Operating a shelter is difficult. People assume winter is the worst, but the summer, with extreme heat and no rain, is just as punishing. However, this summer, there are additional challenges.

The explosion of urban camping across the state tells us that the number of people needing emergency shelter is beyond our capacity. In some cities, we are witnessing what happens when funding for warming shelters runs out and shelters close until November. Regardless of the community, low vacancy rates, high rent, health conditions, and lack of mental health or substance use services are why people live in cars, tents, or anywhere they can rest.

It is a sad fact that verbal and physical attacks on the people we serve aren’t new, but this year it is noticeably worse. Recently, Scott Bryan was brutally beaten in Kalispell by two men who filmed and posted his murder online. The aggressive public rhetoric and relentless social media comments show a lack of understanding of the realities of our communities and a lack of compassion for our neighbors trying to survive.

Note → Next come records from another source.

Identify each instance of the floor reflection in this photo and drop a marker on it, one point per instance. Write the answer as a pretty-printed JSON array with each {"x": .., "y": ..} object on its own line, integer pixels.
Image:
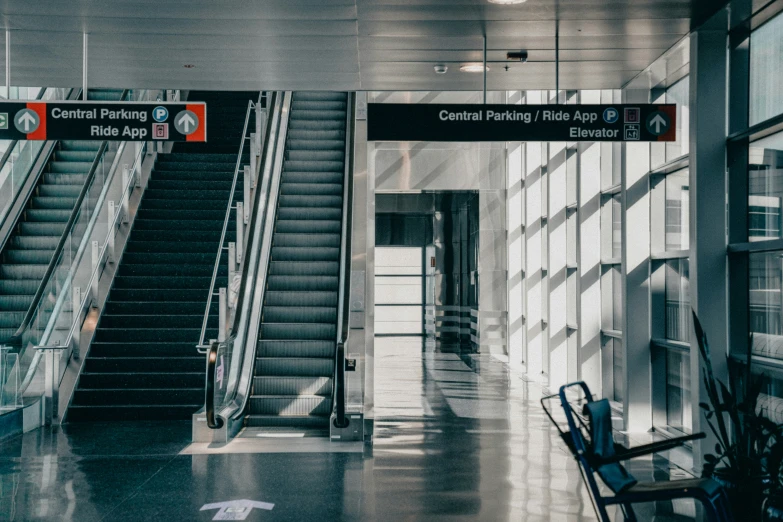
[{"x": 457, "y": 437}]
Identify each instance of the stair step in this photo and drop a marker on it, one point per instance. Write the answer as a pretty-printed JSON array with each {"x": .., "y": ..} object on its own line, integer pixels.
[
  {"x": 273, "y": 298},
  {"x": 115, "y": 412},
  {"x": 319, "y": 349},
  {"x": 140, "y": 365},
  {"x": 149, "y": 349},
  {"x": 298, "y": 331},
  {"x": 303, "y": 421},
  {"x": 314, "y": 386}
]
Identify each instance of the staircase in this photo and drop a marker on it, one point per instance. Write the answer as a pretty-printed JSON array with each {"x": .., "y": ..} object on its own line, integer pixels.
[
  {"x": 143, "y": 363},
  {"x": 29, "y": 248},
  {"x": 292, "y": 386}
]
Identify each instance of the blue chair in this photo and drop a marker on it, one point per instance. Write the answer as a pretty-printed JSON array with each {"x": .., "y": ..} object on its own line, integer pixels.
[{"x": 589, "y": 438}]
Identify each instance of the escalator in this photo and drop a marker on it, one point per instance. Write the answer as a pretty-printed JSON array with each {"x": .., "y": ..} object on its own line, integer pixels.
[
  {"x": 142, "y": 363},
  {"x": 293, "y": 383},
  {"x": 30, "y": 246}
]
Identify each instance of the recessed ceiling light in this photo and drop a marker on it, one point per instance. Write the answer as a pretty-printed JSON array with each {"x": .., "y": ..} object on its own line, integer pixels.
[{"x": 472, "y": 67}]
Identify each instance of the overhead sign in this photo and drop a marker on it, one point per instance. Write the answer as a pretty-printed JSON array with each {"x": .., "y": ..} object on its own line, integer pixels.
[
  {"x": 236, "y": 509},
  {"x": 436, "y": 122},
  {"x": 115, "y": 121}
]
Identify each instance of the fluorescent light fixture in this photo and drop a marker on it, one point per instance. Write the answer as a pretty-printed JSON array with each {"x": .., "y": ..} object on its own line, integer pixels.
[{"x": 472, "y": 67}]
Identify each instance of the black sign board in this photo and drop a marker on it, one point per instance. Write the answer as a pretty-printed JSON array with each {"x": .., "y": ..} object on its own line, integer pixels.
[
  {"x": 471, "y": 123},
  {"x": 116, "y": 121}
]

Shelters do everything we can to treat people with dignity and keep our community members safe, sheltered, and fed. We provide access to showers, clothes, laundry, and hygiene products. We also help to access birth certificates and help fill out job applications, health care forms, and housing applications. We provide case management, mental health and substance use counseling, veterans services, and medical respite to people who need a safe and dry place to recover from an illness or injury.

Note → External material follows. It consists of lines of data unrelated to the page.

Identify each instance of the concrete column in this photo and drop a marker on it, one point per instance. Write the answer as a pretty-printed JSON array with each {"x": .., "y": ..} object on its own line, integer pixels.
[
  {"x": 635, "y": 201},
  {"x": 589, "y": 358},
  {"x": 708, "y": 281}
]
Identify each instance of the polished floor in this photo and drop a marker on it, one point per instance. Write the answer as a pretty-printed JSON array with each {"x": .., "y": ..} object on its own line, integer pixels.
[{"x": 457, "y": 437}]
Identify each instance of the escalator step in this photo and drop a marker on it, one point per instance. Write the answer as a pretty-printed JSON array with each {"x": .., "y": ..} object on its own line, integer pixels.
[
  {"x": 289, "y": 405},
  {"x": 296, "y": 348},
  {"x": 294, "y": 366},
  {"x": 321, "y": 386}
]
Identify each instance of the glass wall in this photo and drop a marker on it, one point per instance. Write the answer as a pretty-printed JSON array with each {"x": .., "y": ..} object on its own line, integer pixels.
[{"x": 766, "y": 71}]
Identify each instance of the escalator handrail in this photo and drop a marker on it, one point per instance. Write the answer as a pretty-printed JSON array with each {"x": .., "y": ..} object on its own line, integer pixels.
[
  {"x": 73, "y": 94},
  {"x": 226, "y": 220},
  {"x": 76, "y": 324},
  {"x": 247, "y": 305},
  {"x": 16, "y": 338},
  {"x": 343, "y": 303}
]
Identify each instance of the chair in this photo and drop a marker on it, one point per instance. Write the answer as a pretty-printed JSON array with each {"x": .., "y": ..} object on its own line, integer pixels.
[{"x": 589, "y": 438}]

Each year, we help hundreds find permanent housing. However, when warming shelters or camping sites close, our connections are tough to maintain. It is very challenging to find them, build trust, and get them the services and support they need to move out of crisis and on their way to stability.

Many shelters in Montana are building or renovating to expand beds and services. We are grateful that the Montana Legislature included $5 million in one-time-only funds in HB 5 for shelters across the state for expansion to provide more beds. They can also be used for updated heating, plumbing, and ADA accessibility. This is an excellent use of a small portion of the budget surplus because these projects will have a lasting impact.

We understand that it is hard to see our state changing – especially when it shows us how many Montanans do not have a place to live. Before passing judgment, remember that no one type of person is homeless. We know that most of the unhoused in Montana – are Montanans. Many were born here, and most have lived here for at least five years. Foster kids age out, families flee domestic violence, people lose their apartments to increasing rents, and many, including a disproportionate number of military veterans, have a mental illness or substance use disorder.

Montana is better when everyone has a safe and affordable place to live. The efforts of shelters across the state are working, but complicated problems like homelessness take sustained, collaborative effort and resources to address.

We are incredibly grateful to the staff, volunteers, and donors who support our guests and help them get back on their feet. If you don’t know much about your local shelter, contact one of us to learn more. We must work together to keep Montana the place we love and ensure our neighbors have a safe place to live.

Chris Krager, Samaritan House, Kalispell; Heather Grenier, HRDC, IX Inc. serving Gallatin, Park, and Meagher Counties; Oksana Zakharchenko, Montana Rescue Mission, Billings; Jill Bonny, Poverello Center, Missoula; and Carrie Matter, Great Falls Rescue Mission.

They are some members of the Montana Coalition to Solve Homelessness, a group of shelters, service providers, and community partners advocating for policies and resources to effectively and compassionately support people living without shelter in Montana.